Robert Pogue Harrison's 'Gardens: An Essay on the Human Condition', like his 'Forests' http://ncolloff.blogspot.ch/2014/08/if-you-go-to-woods-today.html, is a penetrating exploration of how a particular aspect of our world has been seen down the ages and how that seeing reveals key aspects of humanity and how it has changed from place to place and from time to time.

It begins with the most famous garden of all: Eden and suggests how Eve's eating of the apple was not a rebellion from a perfect state but an escape from a state too static, fixed, in which it was impossible to realise human(e) possibility. The core of this possibility is the ability to practice 'care', the ability to take a set of given conditions and navigate with and through them to achieve a dynamic, living reality, part shaped, part given, always vulnerable yet one's own. In fact, a real garden, actually loved and known, shaped by one's own hands. One that is always learning from the past and open to a challenging future.

The essay goes on to explore the ways in which 'the garden', real and imagined, has interacted with key moments of our unfolding culture and what it might reveal about humanity within that culture.

Of the two best chapters, the first is a defence of Epicurus who famously retreated to a private garden but not to cultivate that narrow hedonism with which he has become fixed in the modern mind but to practice the arts of friendship, gratitude, patience and serenity that would allow a person to face their mortality equitably and live a good life before that. It was a 'retreat' that was a political act - consciously taking oneself out of a given situation, the failure of Greek politics - to revaluate values and propose not 'a solution' but ways of life that might point to better possibilities in time.

The second is an exploration of the garden with relation to Christian and Islamic views of paradise. The latter place is concrete, realistic, a place of serenity and reward, a reward that can be continuously enjoyed. It is relaxing. The former is depicted only by way of analogy and metaphor, eluding description and is a place of renewed ecstasy where there is no completion only the prospect of further joys. It is restless.

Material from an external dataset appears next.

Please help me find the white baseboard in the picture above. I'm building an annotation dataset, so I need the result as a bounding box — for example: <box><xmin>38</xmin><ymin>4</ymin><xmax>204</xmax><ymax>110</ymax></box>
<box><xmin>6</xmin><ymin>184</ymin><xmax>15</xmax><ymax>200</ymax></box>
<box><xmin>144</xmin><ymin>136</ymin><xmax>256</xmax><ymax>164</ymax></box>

In Islam, paradise is the Garden of Eden, reimagined. In Christianity, famously in Dante, Eden is a place one returns to (after purgatory) only to leave in a leap towards the ever receding fulfilment of the heavenly. God is all present in an Islamic paradise of fulfilled desire. God remains the target of desire in a Christian heaven.

Is it possible, Harrison speculates, that Islamic discomfort of 'the West' is not of our professed values but of our fundamental restlessness, of ever wanting to be somewhere other that, from an Islamic perspective, can only be evidence of a fundamental inability to be 'islam' - surrendered to the ever present God?

This thematic, however, is amplified throughout Harrison's text - the garden as a potential antidote to restlessness, providing an option for care within a nurturing environment, and our inability to recognise it fully, being deeply attracted, yet increasingly elusive, as we nurse our 'lack' and try to fill it with distraction rather than attractive activity, with consumption rather than care.

Harrison begins quoting Voltaire in Candide, the famous last line, that we should cultivate our gardens as the most meaningful response to the world's chaos. Three centuries later it continues, suggests Harrison, to be sensible advice. For in gardening is an ethic of recognising limits, postponing complete satisfaction as you advance modest goals in the face of the world's uncertainties. Not an 'heroic' ethic but maybe a liveable, sane one.